In 1759, the Allies won the Battle of Minden and reoccupied a large part of western Germany. However, on August 12, Frederick lost the Battle of Kunersdorf against a Austro-Russian army. After this disastrous battle, Frederick considered the situation as hopeless. Somehow, he managed to go through this difficult period and to resume the war.
The death of the Russian Empress Elizabeth in 1762, ultimately saved Prussia from certain ruin. The new tsar even became Frederick's ally. On October 29, the Prussian Army won its last victory of this war at the Battle of Freiberg. By the end of the year, all major European powers were sick of war.
On February 15 1763, a few days after the conclusion of the Peace of Paris between France, Great Britain and Spain, the Treaty of Hubertusburg was signed, Austria confirming Prussia in the possession of Silesia. Prussia was now universally recognized as one of the great powers of Europe, a rival of Austria.
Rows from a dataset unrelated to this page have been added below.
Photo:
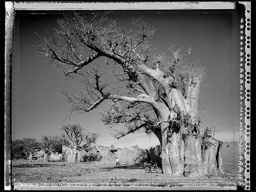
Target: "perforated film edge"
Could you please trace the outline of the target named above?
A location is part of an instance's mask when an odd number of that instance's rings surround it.
[[[251,130],[251,2],[246,2],[245,21],[245,134],[244,135],[245,147],[244,148],[244,180],[246,183],[246,190],[250,189],[250,148]]]

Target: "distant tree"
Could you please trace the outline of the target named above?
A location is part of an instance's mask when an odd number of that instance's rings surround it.
[[[24,138],[21,141],[22,146],[29,154],[29,161],[32,161],[35,152],[41,149],[40,143],[36,139],[32,138]]]
[[[99,148],[103,148],[104,147],[102,145],[99,145]]]
[[[20,139],[12,141],[11,156],[12,160],[25,159],[28,156],[23,144],[23,142]]]
[[[136,144],[135,145],[133,145],[130,147],[130,148],[133,148],[134,149],[138,149],[139,148],[138,146]]]
[[[61,130],[64,131],[62,137],[70,142],[73,148],[75,149],[74,162],[77,162],[77,154],[82,150],[88,152],[91,148],[91,145],[96,143],[100,137],[99,133],[95,133],[85,130],[80,125],[68,124],[63,125]]]

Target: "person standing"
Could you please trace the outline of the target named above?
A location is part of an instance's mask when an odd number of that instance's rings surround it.
[[[116,165],[120,165],[120,164],[119,164],[119,159],[118,159],[118,158],[116,159]]]

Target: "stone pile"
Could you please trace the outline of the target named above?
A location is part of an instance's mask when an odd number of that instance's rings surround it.
[[[104,155],[101,156],[100,161],[116,161],[117,158],[117,157],[115,155]]]

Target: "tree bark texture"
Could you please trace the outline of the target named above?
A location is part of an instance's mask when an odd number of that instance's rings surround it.
[[[171,136],[162,133],[161,148],[163,173],[182,175],[185,164],[188,166],[189,175],[216,175],[225,173],[221,158],[222,142],[212,139],[207,149],[202,148],[203,140],[196,134],[183,134],[178,128],[173,130]]]

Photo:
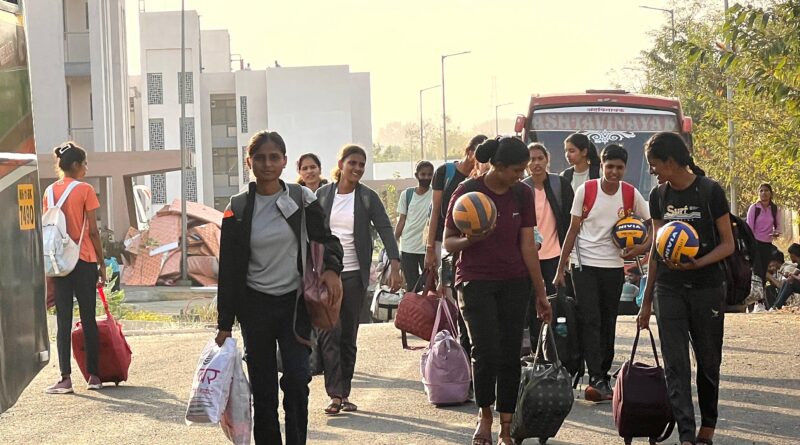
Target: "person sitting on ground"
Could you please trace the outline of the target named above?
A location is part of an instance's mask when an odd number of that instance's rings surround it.
[[[778,290],[783,285],[784,276],[778,273],[778,269],[783,265],[785,257],[783,252],[776,250],[767,265],[767,282],[764,283],[764,301],[767,308],[771,308],[778,298]]]
[[[785,264],[781,267],[780,272],[786,279],[781,284],[778,297],[771,310],[782,308],[792,294],[800,292],[800,269],[798,269],[798,264],[800,264],[800,244],[794,243],[789,246],[789,258],[791,258],[792,264]]]

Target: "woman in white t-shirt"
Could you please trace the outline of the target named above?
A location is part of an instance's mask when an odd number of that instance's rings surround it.
[[[342,307],[339,323],[319,332],[319,347],[325,368],[325,390],[331,401],[325,414],[356,411],[350,402],[350,389],[356,365],[356,340],[364,297],[372,264],[372,229],[378,232],[390,260],[389,286],[400,289],[400,251],[394,230],[380,197],[361,183],[367,153],[358,145],[346,145],[339,152],[333,170],[333,183],[317,190],[317,198],[325,211],[331,232],[339,238],[344,250],[342,271]]]
[[[639,191],[622,181],[628,152],[612,144],[603,150],[601,157],[603,177],[586,182],[575,191],[572,221],[554,283],[565,284],[564,272],[571,263],[581,349],[589,372],[585,397],[594,402],[612,399],[608,372],[614,360],[617,310],[625,281],[624,260],[647,252],[650,241],[648,236],[644,244],[621,251],[612,239],[611,230],[623,216],[632,213],[649,221],[650,209]]]
[[[597,147],[585,134],[573,133],[564,139],[564,156],[570,167],[561,172],[561,176],[567,178],[573,190],[578,190],[578,187],[590,179],[600,177]]]

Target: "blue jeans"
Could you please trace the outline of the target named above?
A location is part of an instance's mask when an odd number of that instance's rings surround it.
[[[253,434],[256,444],[281,441],[278,420],[278,363],[276,343],[280,345],[283,377],[283,409],[286,413],[286,444],[304,445],[308,433],[308,383],[311,381],[311,348],[297,341],[294,318],[295,292],[267,295],[247,289],[242,300],[239,323],[242,326],[245,361],[253,390]],[[297,333],[308,338],[311,322],[306,305],[297,304]]]
[[[786,304],[786,301],[789,300],[789,297],[798,292],[800,292],[800,280],[793,279],[790,281],[787,279],[781,285],[781,290],[778,291],[778,298],[775,300],[775,304],[772,305],[772,307],[775,309],[782,308],[783,305]]]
After this terrible war, Frederick's priority was to rebuild the economy of Prussia which had been devastated by repeated invasions. Pomerania and Neumark were freed from taxation for two years, and Silesia for six months. Many nobles whose lands had been wasted received corn for seed. Across the country, horses belonging to the King were lent to farms. Houses were rebuilt at the state expense. The Bank of Berlin was founded... Frederick's reconstruction program soon brought back prosperity and coinage was gradually restored to its proper value.
In 1764, Prussia concluded a treaty of alliance with Empress Catherine II of Russia for eight years.
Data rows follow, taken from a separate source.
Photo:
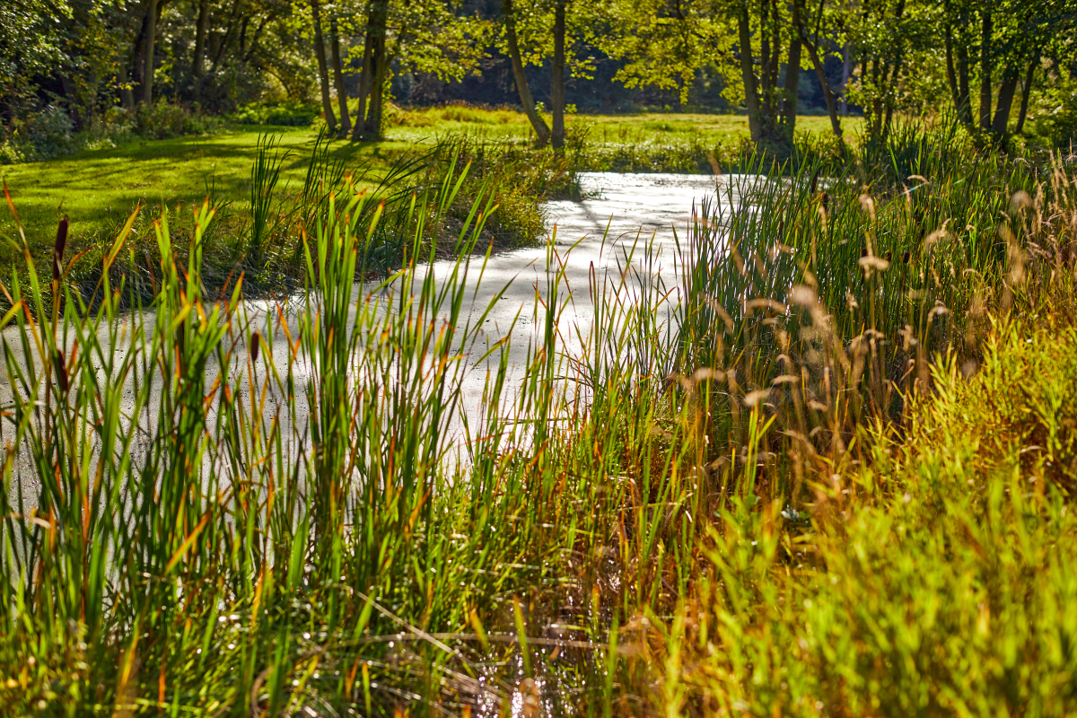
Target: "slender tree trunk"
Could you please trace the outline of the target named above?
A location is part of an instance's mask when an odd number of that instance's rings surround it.
[[[882,136],[886,137],[890,133],[890,124],[894,118],[894,90],[897,89],[897,79],[901,74],[901,61],[905,59],[904,55],[898,53],[897,59],[894,60],[894,69],[890,76],[890,84],[892,89],[886,93],[886,119],[882,126]]]
[[[991,121],[991,131],[998,137],[1005,137],[1006,128],[1009,126],[1013,95],[1017,93],[1017,83],[1020,79],[1021,73],[1017,65],[1009,66],[1003,73],[1003,84],[998,87],[998,104],[995,107],[995,117]]]
[[[310,15],[314,23],[314,55],[318,56],[318,83],[322,90],[322,112],[330,135],[336,133],[336,116],[330,99],[330,71],[325,64],[325,40],[322,38],[322,11],[318,0],[310,0]]]
[[[980,129],[991,129],[991,8],[980,11]]]
[[[135,107],[135,95],[131,93],[130,78],[127,73],[127,54],[120,54],[120,67],[116,68],[116,82],[120,83],[120,105],[124,110]]]
[[[1036,68],[1039,67],[1039,53],[1033,53],[1032,61],[1029,62],[1029,71],[1024,75],[1024,85],[1021,87],[1021,110],[1017,115],[1017,128],[1015,133],[1024,131],[1024,121],[1029,116],[1029,95],[1032,93],[1032,82],[1036,79]]]
[[[957,47],[957,116],[966,126],[973,126],[971,90],[968,83],[968,47]]]
[[[798,68],[799,70],[799,68]],[[799,74],[799,72],[798,72]],[[849,116],[849,100],[845,98],[849,89],[849,79],[853,75],[853,51],[847,42],[841,58],[841,116]]]
[[[157,34],[157,0],[150,0],[145,11],[145,69],[142,71],[142,101],[153,104],[153,45]]]
[[[198,28],[195,31],[195,59],[192,64],[192,74],[200,78],[202,65],[206,61],[206,31],[209,29],[209,0],[198,2]]]
[[[369,13],[367,13],[369,17]],[[351,139],[359,142],[363,139],[366,129],[366,100],[370,95],[370,62],[373,61],[374,42],[370,36],[370,28],[367,26],[366,37],[363,38],[363,68],[359,73],[359,107],[355,108],[355,125],[351,130]]]
[[[747,105],[747,127],[752,142],[763,141],[763,108],[759,104],[759,91],[755,83],[755,68],[752,67],[752,25],[749,19],[745,0],[740,3],[737,13],[738,53],[740,54],[741,80],[744,83],[744,103]]]
[[[554,5],[554,76],[550,104],[554,111],[554,146],[564,146],[564,12],[568,0]]]
[[[838,138],[838,144],[844,149],[844,140],[841,137],[841,119],[838,117],[838,102],[834,99],[834,90],[830,89],[830,83],[826,79],[826,73],[823,72],[823,61],[819,56],[819,51],[810,42],[805,42],[805,46],[808,48],[808,57],[811,58],[812,67],[815,68],[815,76],[819,78],[819,84],[823,88],[823,99],[826,100],[826,113],[830,115],[830,129],[834,130],[834,136]]]
[[[336,17],[330,19],[330,51],[333,54],[333,84],[337,90],[337,107],[340,108],[340,137],[348,137],[351,119],[348,117],[348,93],[344,87],[344,65],[340,61],[340,34]]]
[[[961,93],[957,89],[957,71],[953,64],[953,29],[947,22],[945,30],[946,41],[946,80],[950,85],[950,100],[953,102],[954,112],[961,114]]]
[[[378,139],[382,131],[384,115],[386,76],[389,72],[389,53],[387,47],[387,26],[389,23],[388,0],[374,0],[370,6],[370,104],[366,111],[364,132],[367,137]]]
[[[535,109],[534,98],[531,96],[531,88],[528,87],[528,76],[523,72],[523,58],[520,56],[520,44],[516,38],[516,15],[513,10],[513,0],[502,0],[502,9],[505,13],[505,40],[508,44],[508,57],[513,62],[513,78],[516,80],[516,89],[520,94],[520,103],[523,104],[523,112],[535,130],[538,144],[546,144],[549,141],[549,127],[546,126]]]
[[[785,143],[793,147],[793,133],[797,126],[797,89],[800,84],[800,3],[793,3],[793,28],[794,32],[789,38],[789,57],[785,64],[785,88],[784,102],[782,107],[782,130]]]

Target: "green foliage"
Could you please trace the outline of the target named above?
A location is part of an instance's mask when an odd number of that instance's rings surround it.
[[[321,110],[313,104],[253,102],[237,110],[232,115],[232,119],[239,125],[309,127],[319,116],[321,116]]]
[[[508,178],[571,189],[581,144],[446,144],[372,189],[322,138],[286,197],[263,140],[249,231],[199,206],[146,253],[134,215],[88,293],[27,255],[0,337],[0,699],[1071,710],[1077,198],[1058,160],[947,137],[845,173],[741,157],[674,256],[607,244],[574,337],[550,243],[518,381],[516,337],[464,363],[508,288],[468,309],[464,276]],[[249,237],[302,262],[298,306],[213,277]]]

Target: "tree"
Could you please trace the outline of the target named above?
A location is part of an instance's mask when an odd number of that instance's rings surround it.
[[[520,41],[516,34],[516,10],[513,0],[502,0],[505,22],[505,45],[508,48],[508,58],[513,64],[513,78],[516,81],[516,90],[520,94],[520,104],[523,105],[523,114],[535,131],[538,144],[546,144],[549,141],[549,126],[538,114],[534,98],[531,96],[531,88],[528,86],[528,76],[523,71],[523,55],[520,52]]]
[[[322,90],[322,113],[330,135],[336,133],[336,116],[330,99],[330,73],[325,62],[325,40],[322,37],[322,14],[319,0],[310,0],[310,19],[314,29],[314,58],[318,60],[318,83]]]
In 1769, Joseph II of Austria visited Frederick at Neisse in Silesia.
In 1770, Frederick returned his visit to Joseph II and met him in Moravia. During the same year, Prussia took part in the first partition of Poland, by which it annexed Polish Prussia, without Danzig and Thorn, and Greater Poland as far as the river Netze.
In 1777, Maximilian Joseph, Elector of Bavaria, died without children. Joseph II then took possession of the greater part of his domain. The elector palatine, the lawfully heir, came to an arrangement. However, his successor Charles, Duke of Zweibrücken, disagreed with the clauses and appealed to Frederick.
In July 1778, after fruitless negotiations about the Bavarian succession, a powerful Prussian army led by Frederick crossed the Bohemian frontier.
Finally, on May 13 1779, a treaty was signed at Teschen, avoiding a major conflict. By this treaty, Austria received the district of Burgau while Prussia took the Franconian principalities.
In 1785, under Frederick initiative, the Fürstenbund (league of princes) was formed for the defence of the imperial constitution, believed to be imperiled by Austrian policies.
By the end of his reign, Frederick had not only rebuild the Prussian economy but had also managed to amass the immense sum of 70 million thalers in the state treasury. He also left a well trained army numbering some 200,000 men.
Frederick died at Sanssouci on August 17 1786.